Almost exactly 3 years ago today, I released fenna, a thin Terraform wrapper built around a set of conventions for how to set up a Terraform project for a small team. My goal was to stay as close to vanilla Terraform as possible while simplifying state management within a team. And largely I succeeded. While the script hasn’t exactly set the world on fire with its popularity (not that that was my expectation or objective), I’ve been using it on projects small and large for the past 3 years. Along the way, I’ve encountered a few rough edges.

I was never entirely happy with the “sandbox” convention. “Sandbox” has always felt overly specific to me, and it made fenna less than a natural fit for simpler projects where you’re only targeting a single environment with no CI/CD and no team. I have several of those, mostly simple websites hosted on S3 with CloudFront (including this one) as well as global infrastructure within larger projects (such as remote state).

In version 2 of fenna, I’ve replaced the “sandbox” convention with the more general concept of a “target”.

Each target has its own profile, suffix, backend, and .terraform directory. In simple cases, you would only have a single target. Or in more typical usage, dev, stage, and (gasp) prod. But you could define finer-grained targets as well depending on how many backends you have. (And, yes, this also makes it easier to “do it live” with fenna for those situations where CI/CD doesn’t make as much sense.)

Targets are shared across developers via the repo by default, but each developer will still have to configure a target based off their own profile and suffix. The suffix can be blank if it’s not needed.

As with the sandbox in version 1 of fenna, you can customize per target using a .tfvars file matching the name of the target as well as per developer with user.tfvars. In version 2, I’ve extended this to add ${target}.sensitive.tfvars for injecting secrets into a plan. I’ve deliberately remained agnostic on how secrets are stored and shared—for example, with some additional scripting you could generate the sensitive file on the fly from a central secrets manager. sensitive files are in .gitignore by default (and I strongly recommend you keep it that way).

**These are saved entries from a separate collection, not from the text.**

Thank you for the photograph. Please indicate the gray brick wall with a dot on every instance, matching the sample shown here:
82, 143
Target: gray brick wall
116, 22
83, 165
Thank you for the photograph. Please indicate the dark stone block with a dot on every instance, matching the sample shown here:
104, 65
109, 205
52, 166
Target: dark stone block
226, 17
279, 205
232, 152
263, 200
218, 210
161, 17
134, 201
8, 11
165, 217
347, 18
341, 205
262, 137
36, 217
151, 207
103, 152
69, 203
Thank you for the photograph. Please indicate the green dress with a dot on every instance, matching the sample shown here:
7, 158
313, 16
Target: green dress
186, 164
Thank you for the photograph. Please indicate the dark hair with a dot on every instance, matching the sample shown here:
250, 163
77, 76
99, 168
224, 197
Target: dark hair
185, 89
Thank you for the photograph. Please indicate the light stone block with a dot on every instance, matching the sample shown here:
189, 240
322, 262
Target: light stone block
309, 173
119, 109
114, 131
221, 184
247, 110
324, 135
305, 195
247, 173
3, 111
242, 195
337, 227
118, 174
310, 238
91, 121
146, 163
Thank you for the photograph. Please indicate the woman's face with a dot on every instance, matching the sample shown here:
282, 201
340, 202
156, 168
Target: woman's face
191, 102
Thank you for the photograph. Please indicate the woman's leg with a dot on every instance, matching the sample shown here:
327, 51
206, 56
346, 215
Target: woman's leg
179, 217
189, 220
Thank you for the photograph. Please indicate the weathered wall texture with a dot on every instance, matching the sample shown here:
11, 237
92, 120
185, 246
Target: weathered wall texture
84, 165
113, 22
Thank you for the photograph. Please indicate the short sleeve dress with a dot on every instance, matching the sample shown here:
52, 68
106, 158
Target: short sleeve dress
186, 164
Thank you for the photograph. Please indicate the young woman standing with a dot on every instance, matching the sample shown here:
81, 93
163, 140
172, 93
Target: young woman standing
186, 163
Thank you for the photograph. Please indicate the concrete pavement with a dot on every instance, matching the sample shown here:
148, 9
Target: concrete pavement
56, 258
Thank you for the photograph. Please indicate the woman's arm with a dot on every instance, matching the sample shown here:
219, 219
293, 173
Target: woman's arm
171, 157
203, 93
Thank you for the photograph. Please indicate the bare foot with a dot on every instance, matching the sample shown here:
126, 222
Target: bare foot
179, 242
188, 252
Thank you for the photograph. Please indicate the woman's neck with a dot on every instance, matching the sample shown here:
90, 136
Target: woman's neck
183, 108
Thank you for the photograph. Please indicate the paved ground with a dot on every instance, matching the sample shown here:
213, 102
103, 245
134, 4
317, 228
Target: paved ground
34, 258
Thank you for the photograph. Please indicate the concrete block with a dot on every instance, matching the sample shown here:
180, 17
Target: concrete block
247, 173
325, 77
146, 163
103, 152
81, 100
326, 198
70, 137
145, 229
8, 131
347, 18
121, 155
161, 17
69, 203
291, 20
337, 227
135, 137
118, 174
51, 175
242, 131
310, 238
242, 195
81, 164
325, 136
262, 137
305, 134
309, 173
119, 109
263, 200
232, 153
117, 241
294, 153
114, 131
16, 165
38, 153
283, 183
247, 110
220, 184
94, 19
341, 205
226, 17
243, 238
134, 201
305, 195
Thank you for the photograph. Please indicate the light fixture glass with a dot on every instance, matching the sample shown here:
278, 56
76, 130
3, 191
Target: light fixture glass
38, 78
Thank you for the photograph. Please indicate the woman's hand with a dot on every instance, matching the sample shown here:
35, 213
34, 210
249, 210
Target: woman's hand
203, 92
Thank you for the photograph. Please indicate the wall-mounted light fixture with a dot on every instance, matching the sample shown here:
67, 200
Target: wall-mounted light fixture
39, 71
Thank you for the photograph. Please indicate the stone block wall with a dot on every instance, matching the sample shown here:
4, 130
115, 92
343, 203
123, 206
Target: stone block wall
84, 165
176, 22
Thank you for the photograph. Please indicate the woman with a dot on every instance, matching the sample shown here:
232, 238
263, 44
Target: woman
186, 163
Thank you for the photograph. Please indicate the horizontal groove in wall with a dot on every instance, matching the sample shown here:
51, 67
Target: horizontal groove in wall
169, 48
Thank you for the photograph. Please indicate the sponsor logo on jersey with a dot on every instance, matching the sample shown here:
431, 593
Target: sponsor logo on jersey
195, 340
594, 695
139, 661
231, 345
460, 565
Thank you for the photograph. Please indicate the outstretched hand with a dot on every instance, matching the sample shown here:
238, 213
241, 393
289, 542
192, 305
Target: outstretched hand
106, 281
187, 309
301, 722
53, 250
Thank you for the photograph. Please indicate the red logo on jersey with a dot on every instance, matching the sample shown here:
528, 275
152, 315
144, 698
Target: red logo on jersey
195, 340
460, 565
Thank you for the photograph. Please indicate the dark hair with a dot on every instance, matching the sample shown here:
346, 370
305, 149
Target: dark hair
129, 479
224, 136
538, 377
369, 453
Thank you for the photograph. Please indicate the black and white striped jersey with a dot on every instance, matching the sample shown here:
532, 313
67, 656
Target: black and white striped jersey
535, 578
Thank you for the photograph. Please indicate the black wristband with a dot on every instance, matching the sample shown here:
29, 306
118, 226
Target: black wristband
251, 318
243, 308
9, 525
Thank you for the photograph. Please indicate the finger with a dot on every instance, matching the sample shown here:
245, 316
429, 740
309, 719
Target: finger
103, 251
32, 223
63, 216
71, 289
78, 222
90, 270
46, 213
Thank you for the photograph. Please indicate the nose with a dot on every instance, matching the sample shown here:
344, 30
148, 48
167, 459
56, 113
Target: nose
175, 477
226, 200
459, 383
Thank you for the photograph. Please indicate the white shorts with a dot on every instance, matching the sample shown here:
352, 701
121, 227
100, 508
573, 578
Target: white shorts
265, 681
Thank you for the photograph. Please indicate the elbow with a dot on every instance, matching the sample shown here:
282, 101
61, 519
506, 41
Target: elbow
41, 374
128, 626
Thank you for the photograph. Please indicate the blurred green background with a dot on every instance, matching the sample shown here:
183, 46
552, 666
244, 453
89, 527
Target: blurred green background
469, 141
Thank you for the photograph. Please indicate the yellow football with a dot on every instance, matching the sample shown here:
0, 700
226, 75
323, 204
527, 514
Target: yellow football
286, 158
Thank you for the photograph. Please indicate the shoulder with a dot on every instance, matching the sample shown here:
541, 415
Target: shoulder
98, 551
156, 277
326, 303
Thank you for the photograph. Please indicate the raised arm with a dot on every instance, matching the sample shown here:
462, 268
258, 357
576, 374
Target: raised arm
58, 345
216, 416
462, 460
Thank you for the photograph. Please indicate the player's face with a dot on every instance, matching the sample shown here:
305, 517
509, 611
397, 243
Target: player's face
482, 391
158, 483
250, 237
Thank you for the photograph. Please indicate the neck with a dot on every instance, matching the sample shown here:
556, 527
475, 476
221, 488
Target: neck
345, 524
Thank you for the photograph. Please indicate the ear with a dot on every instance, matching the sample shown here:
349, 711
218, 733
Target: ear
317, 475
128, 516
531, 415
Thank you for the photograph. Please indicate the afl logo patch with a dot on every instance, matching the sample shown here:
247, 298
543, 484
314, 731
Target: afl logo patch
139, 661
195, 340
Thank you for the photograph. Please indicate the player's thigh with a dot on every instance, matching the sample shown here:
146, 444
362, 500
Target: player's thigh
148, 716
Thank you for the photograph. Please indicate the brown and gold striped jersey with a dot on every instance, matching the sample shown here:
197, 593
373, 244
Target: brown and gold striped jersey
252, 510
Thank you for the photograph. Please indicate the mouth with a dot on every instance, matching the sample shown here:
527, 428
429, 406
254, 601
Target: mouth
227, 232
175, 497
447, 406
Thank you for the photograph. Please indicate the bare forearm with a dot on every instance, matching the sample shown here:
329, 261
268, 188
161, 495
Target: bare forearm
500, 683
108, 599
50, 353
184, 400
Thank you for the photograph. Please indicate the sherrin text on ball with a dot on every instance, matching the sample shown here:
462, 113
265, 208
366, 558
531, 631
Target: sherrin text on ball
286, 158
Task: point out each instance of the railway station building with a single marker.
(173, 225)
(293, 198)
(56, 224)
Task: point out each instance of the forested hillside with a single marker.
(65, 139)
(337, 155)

Unfortunately, fenna-specific .tfvars files have to exist in your working directory for fenna to work, even if they’re blank. Terraform’s CLI errors out if a specified file is missing. Personally, I’d prefer it to silently ignore the missing file, but alas.

If you happen to already be using version 1 of fenna and want to move to version 2, after updating your script, use fenna migrate to convert your existing .fenna directory to v2. Backups of both .fenna and .terraform are made in the process in case something goes awry. Your sandbox will be converted to just another target automatically.

And if you’re happily using version 1 and don’t feel like dealing with any of this, everything will continue to just work.

I’ve left the original scripts intact so that a Homebrew update doesn’t derail whatever you’re working on. I always find it irritating when I update software and then have to spend half an hour digging through changelogs to figure out what change broke the code that was working perfectly well before. (Hugo, I’m looking in your direction.)

In any case, check out version 2 of fenna.